Yes, see Binary-to-text encoding (e.g., Base64).
Can you comment on the specific makeup of a “rendered” audio file in plaintext, how is the computer representing every little noise bit of sound at any given point, the polyphony etc?
What are the conventions of such representation? How can a spectrogram tell pitches are where they are, how is the computer representing that?
Is it the same to view plaintext as analysing it with a hex-viewer?
There’s two things at play here.
MP3 (or WAV, OGG, FLAC etc.) provide a way to encode polyphony and stereo and such into a sequence of bytes.
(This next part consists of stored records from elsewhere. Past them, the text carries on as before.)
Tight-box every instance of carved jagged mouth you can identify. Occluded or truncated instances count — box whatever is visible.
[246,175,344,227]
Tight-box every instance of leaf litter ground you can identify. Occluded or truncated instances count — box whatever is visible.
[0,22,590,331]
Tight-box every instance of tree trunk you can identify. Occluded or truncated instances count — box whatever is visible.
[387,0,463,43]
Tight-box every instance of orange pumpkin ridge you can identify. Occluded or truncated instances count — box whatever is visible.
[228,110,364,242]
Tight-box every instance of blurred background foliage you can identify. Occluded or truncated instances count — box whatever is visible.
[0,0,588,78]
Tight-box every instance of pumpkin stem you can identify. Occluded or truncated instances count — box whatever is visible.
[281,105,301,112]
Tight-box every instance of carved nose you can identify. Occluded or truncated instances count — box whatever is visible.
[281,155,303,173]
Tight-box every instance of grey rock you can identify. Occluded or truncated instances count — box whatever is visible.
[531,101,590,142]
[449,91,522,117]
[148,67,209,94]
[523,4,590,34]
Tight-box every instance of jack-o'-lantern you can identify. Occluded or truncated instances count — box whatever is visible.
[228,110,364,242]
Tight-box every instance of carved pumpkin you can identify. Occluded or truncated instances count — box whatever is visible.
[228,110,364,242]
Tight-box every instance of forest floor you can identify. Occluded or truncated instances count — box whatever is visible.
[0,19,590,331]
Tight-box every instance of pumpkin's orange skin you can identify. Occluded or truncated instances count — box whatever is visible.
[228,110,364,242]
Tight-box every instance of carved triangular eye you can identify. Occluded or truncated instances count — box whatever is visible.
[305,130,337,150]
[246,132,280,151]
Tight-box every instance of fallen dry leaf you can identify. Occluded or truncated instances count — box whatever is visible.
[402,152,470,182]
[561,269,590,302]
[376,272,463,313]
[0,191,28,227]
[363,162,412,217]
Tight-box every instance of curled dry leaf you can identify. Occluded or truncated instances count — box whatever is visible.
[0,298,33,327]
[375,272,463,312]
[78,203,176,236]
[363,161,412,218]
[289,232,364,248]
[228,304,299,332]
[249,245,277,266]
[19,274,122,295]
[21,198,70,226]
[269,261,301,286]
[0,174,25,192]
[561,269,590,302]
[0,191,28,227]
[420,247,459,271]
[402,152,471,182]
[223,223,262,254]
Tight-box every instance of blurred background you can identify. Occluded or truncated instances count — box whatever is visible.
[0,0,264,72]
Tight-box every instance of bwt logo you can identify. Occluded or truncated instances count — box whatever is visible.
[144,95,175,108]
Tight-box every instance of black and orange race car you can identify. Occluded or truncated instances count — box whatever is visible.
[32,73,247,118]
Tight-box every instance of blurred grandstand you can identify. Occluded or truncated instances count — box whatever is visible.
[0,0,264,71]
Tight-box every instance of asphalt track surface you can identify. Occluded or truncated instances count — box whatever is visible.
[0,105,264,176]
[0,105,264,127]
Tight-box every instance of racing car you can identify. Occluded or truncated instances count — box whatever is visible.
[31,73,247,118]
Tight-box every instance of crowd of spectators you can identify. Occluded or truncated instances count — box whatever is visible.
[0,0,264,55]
And then separately, there’s Unicode (or ASCII) for encoding letters into bytes. These are just big tables which say e.g.:
01000001
= uppercase ‘A’01000010
= uppercase ‘B’01100001
= lowercase ‘A’
So, what your text editor does, is that it looks at the sequence of bytes that MP3 encoded and then it just looks into its table and somewhat erronously interprets it as individual letters.
Most binary-to-text encodings don’t attempt to make the text human-readable—they’re just intended to transmit the data over a text-only medium to a recipient who will decode it back to the original binary format.
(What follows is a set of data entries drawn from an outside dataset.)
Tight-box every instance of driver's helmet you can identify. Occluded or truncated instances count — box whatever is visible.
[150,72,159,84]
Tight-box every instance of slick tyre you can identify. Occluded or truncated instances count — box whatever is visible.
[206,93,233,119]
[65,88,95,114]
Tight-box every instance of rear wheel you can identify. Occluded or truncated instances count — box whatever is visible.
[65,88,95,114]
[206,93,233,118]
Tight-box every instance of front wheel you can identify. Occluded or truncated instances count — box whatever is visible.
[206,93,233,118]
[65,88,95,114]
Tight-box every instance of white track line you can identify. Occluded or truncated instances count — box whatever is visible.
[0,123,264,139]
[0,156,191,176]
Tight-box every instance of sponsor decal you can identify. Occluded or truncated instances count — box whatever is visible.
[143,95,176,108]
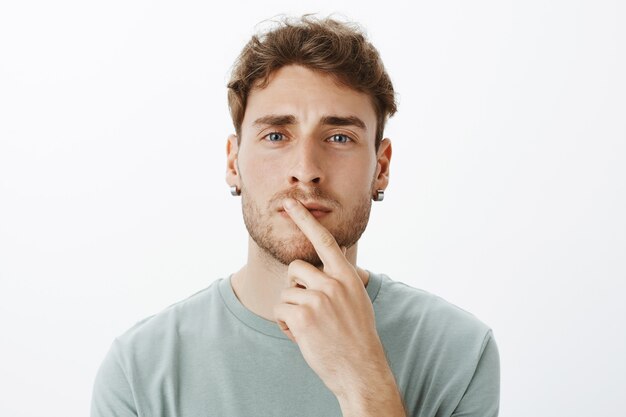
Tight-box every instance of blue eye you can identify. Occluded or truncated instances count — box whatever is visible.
[266,132,283,142]
[330,133,352,143]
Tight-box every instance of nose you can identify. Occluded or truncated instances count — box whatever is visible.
[288,140,323,185]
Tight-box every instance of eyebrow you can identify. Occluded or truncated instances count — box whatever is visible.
[253,114,365,130]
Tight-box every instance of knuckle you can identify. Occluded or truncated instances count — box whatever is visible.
[323,279,341,298]
[296,307,313,326]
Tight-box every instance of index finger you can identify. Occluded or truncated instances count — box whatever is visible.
[283,198,346,269]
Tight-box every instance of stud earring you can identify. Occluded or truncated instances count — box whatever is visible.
[372,190,385,201]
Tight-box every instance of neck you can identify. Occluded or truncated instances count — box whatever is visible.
[231,238,368,321]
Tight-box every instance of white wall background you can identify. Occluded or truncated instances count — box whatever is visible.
[0,0,626,417]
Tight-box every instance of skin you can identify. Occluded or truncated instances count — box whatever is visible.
[226,65,404,416]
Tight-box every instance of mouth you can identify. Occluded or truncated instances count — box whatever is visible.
[278,202,332,219]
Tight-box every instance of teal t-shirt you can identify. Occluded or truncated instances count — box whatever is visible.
[91,272,500,417]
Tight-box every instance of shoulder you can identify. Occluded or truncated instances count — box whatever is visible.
[116,279,221,355]
[374,275,492,353]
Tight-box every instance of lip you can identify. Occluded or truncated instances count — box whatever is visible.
[278,202,332,219]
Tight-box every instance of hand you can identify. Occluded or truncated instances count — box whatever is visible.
[274,199,391,397]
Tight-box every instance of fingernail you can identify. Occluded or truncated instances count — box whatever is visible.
[283,198,296,210]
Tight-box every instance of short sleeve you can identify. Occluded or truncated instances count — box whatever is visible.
[452,331,500,417]
[91,341,137,417]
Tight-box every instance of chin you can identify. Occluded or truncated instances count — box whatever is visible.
[266,238,322,267]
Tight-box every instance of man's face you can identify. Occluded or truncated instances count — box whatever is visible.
[229,65,391,266]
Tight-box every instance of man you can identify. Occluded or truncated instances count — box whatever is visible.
[92,14,499,417]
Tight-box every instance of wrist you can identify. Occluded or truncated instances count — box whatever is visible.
[337,370,406,417]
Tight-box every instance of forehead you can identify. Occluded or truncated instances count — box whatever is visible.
[243,65,376,134]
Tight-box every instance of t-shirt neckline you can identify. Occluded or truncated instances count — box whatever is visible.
[219,270,382,340]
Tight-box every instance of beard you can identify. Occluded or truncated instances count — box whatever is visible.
[241,183,372,268]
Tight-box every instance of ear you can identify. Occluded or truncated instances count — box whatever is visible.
[226,135,241,189]
[372,138,391,192]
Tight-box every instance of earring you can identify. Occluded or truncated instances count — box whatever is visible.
[372,190,385,201]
I do understand I’m not able to read it myself, I’m more curious about the architecture of how that data is represented and stored and conceptually how such representation is practically organized/reified…
The original binary format is split into six-bit chunks (e.g., 100101), which in decimal format correspond to the integers from 0 to 63. These are just mapped to letters in order:
- 000000 = A,
- 000001 = B,
- 000010 = C,
etc.—it goes through the capital letters first, then lower-case letters, then digits, then “+” and “/”. It’s so simple you could do it by hand from the above description, if you were looking at the data in binary format.
One representation of a sound wave is a sequence of amplitudes, expressed as binary values. Each sequential chunk of N bits is a number, and that number represents the amplitude of the sound signal at a moment in time. Those moments in time are spaced at equal intervals. One common sampling rate is 44.1 kHz.
That number is chosen because of the nyquist-shannon sampling rate theorem, in combination with the fact that humans tend to be able to hear sounds up to 20 kHz.
The sampling rate theorem says that if you want to reproduce a signal containing information at up to X frequency, you need to sample it at 2X frequency.
To learn more about this topic, look for texts, classes, or videos on “signal processing”. It’s often taught in classes that also cover electronic circuits.
Here is an example of such a text
That’s pretty dense reading, but if you’re willing to stop and learn any math you encounter while reading it, it will probably blow your mind into a whole new level of understanding the world.
I honestly wish I had gotten into all the science and physics of signal processing, taken calculus etc, I feel like I’ll pick up a lot of the more qualitative stuff over time particularly if I’m able to apply it in building certain apps that do some novel manipulations and obviously some of that will require me to get an operational understanding of how to put all these blocks together.